Débat électrique sur la politique énergétique

Article paru dans la revue Sortir du nucléaire n°78 - Été 2018

 Nucléaire et démocratie  Politique énergétique


Un nouvel épisode du feuilleton de la transition énergétique se joue en 2018 avec la publication, d’ici à la fin de l’année, d’une nouvelle “programmation pluriannuelle de l’énergie“, suite au débat public qui s’est tenu de mars à juin 2018. Y verra-t-on des fermetures de réacteurs ? Seule certitude : ce texte sera le reflet des rapports de force entre EDF et le gouvernement.



La “Programmation pluriannuelle de l’énergie“ (PPE), c’est quoi ?

Depuis la loi de transition énergétique de 2015, le ministère en charge de l’énergie doit élaborer et réviser régulièrement une “Programmation pluriannuelle de l’énergie“ (PPE). Publiée fin 2016, la première PPE couvrait les périodes 2016-2018 et 2019-2023. Si les évolutions prévues pour les énergies fossiles et renouvelables étaient détaillées, le volet nucléaire restait dans un flou reflétant l’inaction du gouvernement. Seule la fermeture de Fessenheim était mentionnée, la réduction de la part du nucléaire étant tributaire d’éventuelles décisions de l’Autorité de sûreté nucléaire (ASN)… ou d’arrêts temporaires de réacteurs pour travaux !

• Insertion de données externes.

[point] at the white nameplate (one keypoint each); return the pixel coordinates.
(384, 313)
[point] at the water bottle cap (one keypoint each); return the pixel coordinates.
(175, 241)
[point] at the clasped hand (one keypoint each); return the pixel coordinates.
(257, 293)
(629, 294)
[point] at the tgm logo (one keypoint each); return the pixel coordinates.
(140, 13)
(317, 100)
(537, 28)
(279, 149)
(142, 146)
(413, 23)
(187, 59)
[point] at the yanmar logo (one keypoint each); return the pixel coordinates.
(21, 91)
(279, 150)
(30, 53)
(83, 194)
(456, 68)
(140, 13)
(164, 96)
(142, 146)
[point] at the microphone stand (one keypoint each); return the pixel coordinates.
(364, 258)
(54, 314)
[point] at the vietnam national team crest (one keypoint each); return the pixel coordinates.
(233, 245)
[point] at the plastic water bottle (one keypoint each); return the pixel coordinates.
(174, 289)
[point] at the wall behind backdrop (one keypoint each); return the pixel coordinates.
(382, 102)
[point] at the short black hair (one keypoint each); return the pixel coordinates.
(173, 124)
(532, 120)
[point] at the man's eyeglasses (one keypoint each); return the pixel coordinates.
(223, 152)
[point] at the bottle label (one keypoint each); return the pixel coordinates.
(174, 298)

Nicolas Hulot, qui doit maintenant réviser et préciser la période 2019-2023 et anticiper la période 2024-2028, ne peut plus éluder la réduction de la part du nucléaire à 50% d’ici 2025. Bien qu’inscrite dans la loi, celle-ci fait l’objet de controverses très orchestrées qu’il devra trancher.

Dans la perspective de la rédaction de la nouvelle PPE, le ministère a décidé l’organisation d’un débat public. Du 19 mars au 30 juin 2018, une Commission Particulière du Débat Public (CPDP) a été chargée de recueillir les avis du public sur la politique énergétique. Un site permettait de poser des questions, déposer des avis et consulter des documents. Il répertoriait aussi les événements organisés autour du débat. En parallèle, un questionnaire était proposé, auquel devait répondre un panel de 400 citoyen.nes tiré.es au sort.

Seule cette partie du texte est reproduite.